Mending a Broken Heart: Treatment of Stress-Induced Heart Failure after Solid Organ Transplantation

Author:

Galván N. Thao1ORCID,Kumm Kayla1,Kueht Michael1,Ha Cindy P.1,Yoeli Dor1,Cotton Ronald T.1,Rana Abbas1,O’Mahony Christine A.1,Halff Glenn2,Goss John A.1

Affiliation:

1. Division of Abdominal Transplantation and Hepatobiliary Surgery, Baylor College of Medicine, 6620 Main Street, Suite 1425, Houston, TX 77030, USA

2. University of Texas Health Science Center at San Antonio, UT Transplant Center, 4502 Medical Drive, San Antonio, TX 78229, USA

Abstract

Stress-induced heart failure, also known as Broken Heart Syndrome or Takotsubo Syndrome, is a phenomenon characterized as rare but well described in the literature, with increasing incidence. While more commonly associated with postmenopausal women with psychiatric disorders, this entity is found in the postoperative patient. The nonischemic cardiogenic shock manifests as biventricular failure with significant decreases in ejection fraction and cardiac function. In a review of over 3000 kidney and liver transplantations over the course of 17 years within two transplant centers, we describe a series of 7 patients with Takotsubo Syndrome after solid organ transplantation. Furthermore, we describe a novel approach of successfully treating the transient, though potentially fatal, cardiogenic shock with a percutaneous ventricular assistance device in two liver transplant patients, while treating one kidney transplant patient medically and the remaining four liver transplant patients with an intra-aortic balloon pump.

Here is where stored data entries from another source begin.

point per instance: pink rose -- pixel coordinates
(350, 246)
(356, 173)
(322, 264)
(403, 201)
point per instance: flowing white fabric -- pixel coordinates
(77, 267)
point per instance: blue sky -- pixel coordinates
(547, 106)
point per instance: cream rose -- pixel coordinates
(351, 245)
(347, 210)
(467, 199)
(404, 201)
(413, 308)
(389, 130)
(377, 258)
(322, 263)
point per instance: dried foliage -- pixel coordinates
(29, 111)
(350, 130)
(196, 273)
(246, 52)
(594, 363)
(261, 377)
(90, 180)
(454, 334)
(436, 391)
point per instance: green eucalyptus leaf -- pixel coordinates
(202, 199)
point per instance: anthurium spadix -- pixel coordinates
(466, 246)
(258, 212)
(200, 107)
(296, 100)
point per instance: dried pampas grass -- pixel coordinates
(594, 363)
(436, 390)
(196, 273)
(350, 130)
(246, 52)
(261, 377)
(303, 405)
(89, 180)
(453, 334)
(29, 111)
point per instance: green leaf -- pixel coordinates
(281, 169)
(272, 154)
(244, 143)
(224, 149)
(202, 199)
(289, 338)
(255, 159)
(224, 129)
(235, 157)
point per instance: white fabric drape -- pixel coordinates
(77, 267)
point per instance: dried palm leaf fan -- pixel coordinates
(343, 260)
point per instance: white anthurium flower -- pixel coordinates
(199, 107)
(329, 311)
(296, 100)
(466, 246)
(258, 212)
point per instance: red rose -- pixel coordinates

We describe our experience with Takotsubo’s Syndrome and compare the three modalities of treatment and cardiac augmentation. Our series is novel in introducing the percutaneous ventricular assist device as a more minimally invasive intervention in treating nonischemic heart failure in the solid organ transplant patient, while serving as a comprehensive overview of treatment modalities for stress-induced heart failure.